This is a slippery film to watch and to discuss. It slowly builds its story and direction, constantly playing with your expectations and the story cliches you know. But it is its own story.
Watts (Eastern Promises) and Wright (The Girl with the Dragon Tatoo) work wonderfully together for the first 3/4 of the film. The last stretch feels less believable to me. In part, this is because the telling of the story changes a little and it becomes much more Wright’s story rather than both of theirs equally. This is a reflection of the path the story takes, but it is a little bit of a stumble in an otherwise smooth script. The rest of the cast is important and does well, but they are not the focus.

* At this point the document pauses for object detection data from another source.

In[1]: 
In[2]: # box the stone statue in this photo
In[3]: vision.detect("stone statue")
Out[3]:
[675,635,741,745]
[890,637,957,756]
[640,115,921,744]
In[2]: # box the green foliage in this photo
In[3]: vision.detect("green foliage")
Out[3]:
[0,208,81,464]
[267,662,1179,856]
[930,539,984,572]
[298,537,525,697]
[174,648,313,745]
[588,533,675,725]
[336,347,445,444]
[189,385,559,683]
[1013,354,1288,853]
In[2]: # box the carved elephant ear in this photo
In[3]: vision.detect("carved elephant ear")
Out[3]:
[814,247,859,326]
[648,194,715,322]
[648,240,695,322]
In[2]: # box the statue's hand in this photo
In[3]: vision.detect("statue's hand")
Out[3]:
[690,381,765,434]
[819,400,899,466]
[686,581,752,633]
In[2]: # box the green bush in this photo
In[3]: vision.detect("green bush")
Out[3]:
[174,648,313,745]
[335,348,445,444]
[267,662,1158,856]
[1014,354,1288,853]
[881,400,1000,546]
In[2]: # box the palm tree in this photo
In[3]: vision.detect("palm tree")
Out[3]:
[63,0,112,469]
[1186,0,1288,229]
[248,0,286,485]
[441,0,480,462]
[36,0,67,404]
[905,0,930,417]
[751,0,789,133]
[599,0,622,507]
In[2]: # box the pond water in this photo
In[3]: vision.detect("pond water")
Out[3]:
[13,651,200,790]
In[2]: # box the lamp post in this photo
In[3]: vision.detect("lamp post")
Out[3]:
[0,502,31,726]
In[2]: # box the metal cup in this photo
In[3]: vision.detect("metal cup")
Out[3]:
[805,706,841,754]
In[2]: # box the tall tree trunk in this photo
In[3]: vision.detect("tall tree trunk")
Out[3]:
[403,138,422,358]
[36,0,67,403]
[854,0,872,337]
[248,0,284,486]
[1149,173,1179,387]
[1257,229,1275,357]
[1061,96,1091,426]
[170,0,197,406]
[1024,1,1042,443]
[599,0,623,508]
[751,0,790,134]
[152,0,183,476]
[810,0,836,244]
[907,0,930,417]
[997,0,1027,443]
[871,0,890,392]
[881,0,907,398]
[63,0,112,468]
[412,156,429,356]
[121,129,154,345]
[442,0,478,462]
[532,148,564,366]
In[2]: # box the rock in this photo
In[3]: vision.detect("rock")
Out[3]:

Director and co-writer, Fontaine (Coco Before Channel), really has a strong sense of story, character, and vision. She is also quite good at not judging her characters, but allowing the story to allow you to make your own choice. Hampton (The Thirteenth Tale), her co-writer, provides subtle dialogue, structure, and moments to capture the story well, particularly the chronological leaps. In this last bit, it is Fontaine’s ability with shooting the material that contributes to its success. On a technical level, the movie is sumptuous and well put together on every level… and I particularly liked the choice of music and how it reflected on the story. And, to be honest, some favorites of mine showed up, which didn’t hurt.
There is no question this film will elicit a strong response from any viewer. It will also stick with you for a while as you question the situation and the decisions. In my case, I even wondered how it might have been received if the main characters had been men rather than women, which I’m sure is part of the Fontaine’s point. I only didn’t rate it higher because, frankly, I didn’t need to see it again, but I very much appreciate seeing it the once.